Zwischen Hoffnung und Abschiebung
Friedensmarsch erreichte Brüssel / Europas Flüchtlinge fordern ihre Rechte ein
Brüssel. Es ist ein sonniger Samstagnachmittag in der inoffiziellen Hauptstadt der Europäischen Union. Auf einer kleinen Grünfläche zwischen Brüsseler Nordbahnhof und der Chaussee d’Anvers, wo große Wohntürme in den Himmel ragen, sitzen rund 70 Flüchtlinge im Kreis und erörtern den Ablauf der kommenden Tage. Einer spricht, die anderen hören zu. Dann darf jeder seine Meinung sagen. Gemeinsam wollen sie entscheiden, wie sie weiter vorgehen. Einen Chef gibt es nicht. Jeder ist gleich.

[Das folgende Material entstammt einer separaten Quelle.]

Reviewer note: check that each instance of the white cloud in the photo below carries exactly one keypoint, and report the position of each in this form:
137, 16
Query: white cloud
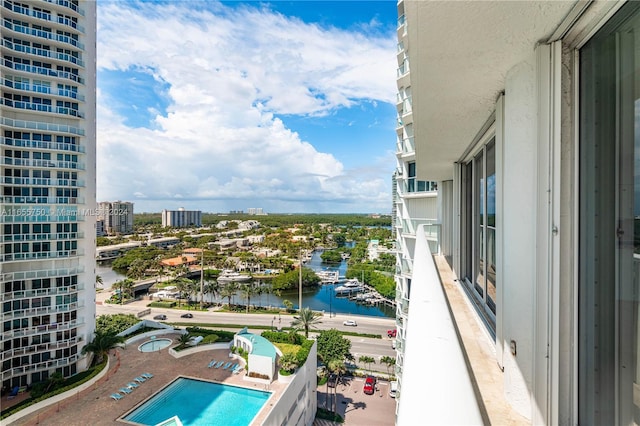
218, 146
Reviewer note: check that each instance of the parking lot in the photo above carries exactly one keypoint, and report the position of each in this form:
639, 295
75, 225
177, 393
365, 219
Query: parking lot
359, 409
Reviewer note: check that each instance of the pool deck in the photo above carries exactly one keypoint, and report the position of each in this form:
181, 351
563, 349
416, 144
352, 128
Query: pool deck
95, 406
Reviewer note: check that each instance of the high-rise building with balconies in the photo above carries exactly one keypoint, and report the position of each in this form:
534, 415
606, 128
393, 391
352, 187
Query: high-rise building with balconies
518, 279
47, 233
117, 217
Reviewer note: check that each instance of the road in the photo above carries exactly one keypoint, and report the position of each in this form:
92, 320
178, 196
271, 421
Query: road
360, 345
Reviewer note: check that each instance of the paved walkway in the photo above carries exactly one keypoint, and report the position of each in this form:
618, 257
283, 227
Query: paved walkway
95, 406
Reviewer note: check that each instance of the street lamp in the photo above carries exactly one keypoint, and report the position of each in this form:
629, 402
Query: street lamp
300, 284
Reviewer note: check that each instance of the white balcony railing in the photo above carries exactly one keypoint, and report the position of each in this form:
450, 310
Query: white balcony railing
430, 330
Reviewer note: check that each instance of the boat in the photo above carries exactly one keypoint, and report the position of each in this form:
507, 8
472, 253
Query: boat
328, 276
232, 276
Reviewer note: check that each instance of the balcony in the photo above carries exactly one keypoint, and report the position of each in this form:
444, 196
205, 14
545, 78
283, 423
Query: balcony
55, 146
47, 365
34, 88
74, 165
43, 34
59, 254
51, 291
43, 71
43, 273
69, 5
43, 53
32, 106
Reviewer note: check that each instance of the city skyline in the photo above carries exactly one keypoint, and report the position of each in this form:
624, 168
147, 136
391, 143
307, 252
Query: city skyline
219, 106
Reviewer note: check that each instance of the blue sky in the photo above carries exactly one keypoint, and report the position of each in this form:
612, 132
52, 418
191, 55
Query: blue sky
217, 106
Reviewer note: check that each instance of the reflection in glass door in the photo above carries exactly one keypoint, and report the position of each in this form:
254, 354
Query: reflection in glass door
609, 274
479, 225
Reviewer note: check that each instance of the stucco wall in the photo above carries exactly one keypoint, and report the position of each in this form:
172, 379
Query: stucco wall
299, 402
519, 230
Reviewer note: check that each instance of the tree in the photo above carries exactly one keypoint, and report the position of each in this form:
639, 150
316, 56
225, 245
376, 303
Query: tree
228, 291
338, 368
288, 362
368, 360
248, 290
332, 346
306, 320
389, 361
101, 344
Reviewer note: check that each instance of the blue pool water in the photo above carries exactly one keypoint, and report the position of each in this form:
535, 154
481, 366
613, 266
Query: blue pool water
197, 402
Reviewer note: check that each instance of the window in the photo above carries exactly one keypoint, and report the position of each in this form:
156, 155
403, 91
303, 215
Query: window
609, 230
478, 227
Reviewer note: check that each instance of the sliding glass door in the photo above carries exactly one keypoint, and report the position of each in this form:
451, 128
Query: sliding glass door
609, 267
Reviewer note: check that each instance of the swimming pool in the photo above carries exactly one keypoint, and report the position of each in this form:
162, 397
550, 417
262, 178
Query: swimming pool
154, 345
208, 403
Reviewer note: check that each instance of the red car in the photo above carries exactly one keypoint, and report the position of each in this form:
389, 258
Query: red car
370, 385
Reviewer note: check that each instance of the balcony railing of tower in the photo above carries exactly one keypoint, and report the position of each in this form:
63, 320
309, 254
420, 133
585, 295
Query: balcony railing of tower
72, 216
43, 34
43, 71
68, 4
40, 292
29, 368
45, 16
65, 93
42, 200
42, 107
42, 273
42, 310
41, 347
61, 56
61, 254
404, 68
74, 165
30, 143
406, 145
43, 237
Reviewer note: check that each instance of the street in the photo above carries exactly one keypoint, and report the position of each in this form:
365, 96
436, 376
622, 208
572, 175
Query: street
360, 346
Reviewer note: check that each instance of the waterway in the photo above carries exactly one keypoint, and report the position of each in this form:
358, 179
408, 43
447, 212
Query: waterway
321, 298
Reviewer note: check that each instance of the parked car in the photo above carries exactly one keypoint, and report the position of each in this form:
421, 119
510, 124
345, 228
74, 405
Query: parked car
369, 385
393, 389
333, 378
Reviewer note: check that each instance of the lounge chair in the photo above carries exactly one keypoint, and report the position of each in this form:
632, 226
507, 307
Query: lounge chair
14, 392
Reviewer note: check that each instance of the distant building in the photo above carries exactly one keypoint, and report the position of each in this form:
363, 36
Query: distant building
256, 211
181, 218
117, 217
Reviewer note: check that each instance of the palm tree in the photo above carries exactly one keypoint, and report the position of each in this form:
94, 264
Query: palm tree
248, 290
307, 319
229, 291
367, 360
389, 361
336, 367
101, 344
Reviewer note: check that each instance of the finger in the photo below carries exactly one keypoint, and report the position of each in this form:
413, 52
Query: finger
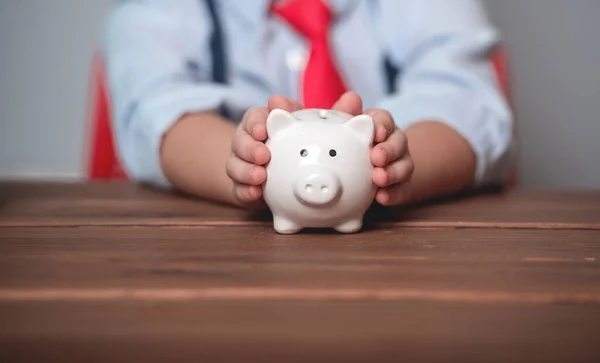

In ihrem »normalen« Leben in Europa ist das nicht so. Da gibt es auf der einen Seite die Europäer, die Rechte haben. Und auf der anderen Seite stehen sie, die Flüchtlinge, die keine Rechte haben. So jedenfalls komme es ihm vor, sagt ein Somalier, der seinen Namen nicht nennen möchte. »Wir sind nicht erwünscht«, glaubt er. Dabei wolle er doch nur das, was sich jeder Mensch wünscht: ein menschenwürdiges Leben.
Sein Plan schien so einfach: Er wollte dem Krieg und Elend in Somalia entkommen und in Europa ein neues Leben beginnen. Eines ohne Krieg. Ein Leben, in dem er arbeiten, Geld verdienen und eine Familie gründen könne. Aber als der 25-Jährige in Italien ankam, merkte er schnell, dass sein Plan nicht aufging. »In Italien hatten wir kaum was zu essen und lebten auf der Straße,« berichtet er. Er schaffte es nach Deutschland, aber auch dort folgte Ernüchterung. »Man hat mir gesagt, dass Italien für mich zuständig ist, weil ich dort erstmals EU-Boden betreten habe«, sagt er.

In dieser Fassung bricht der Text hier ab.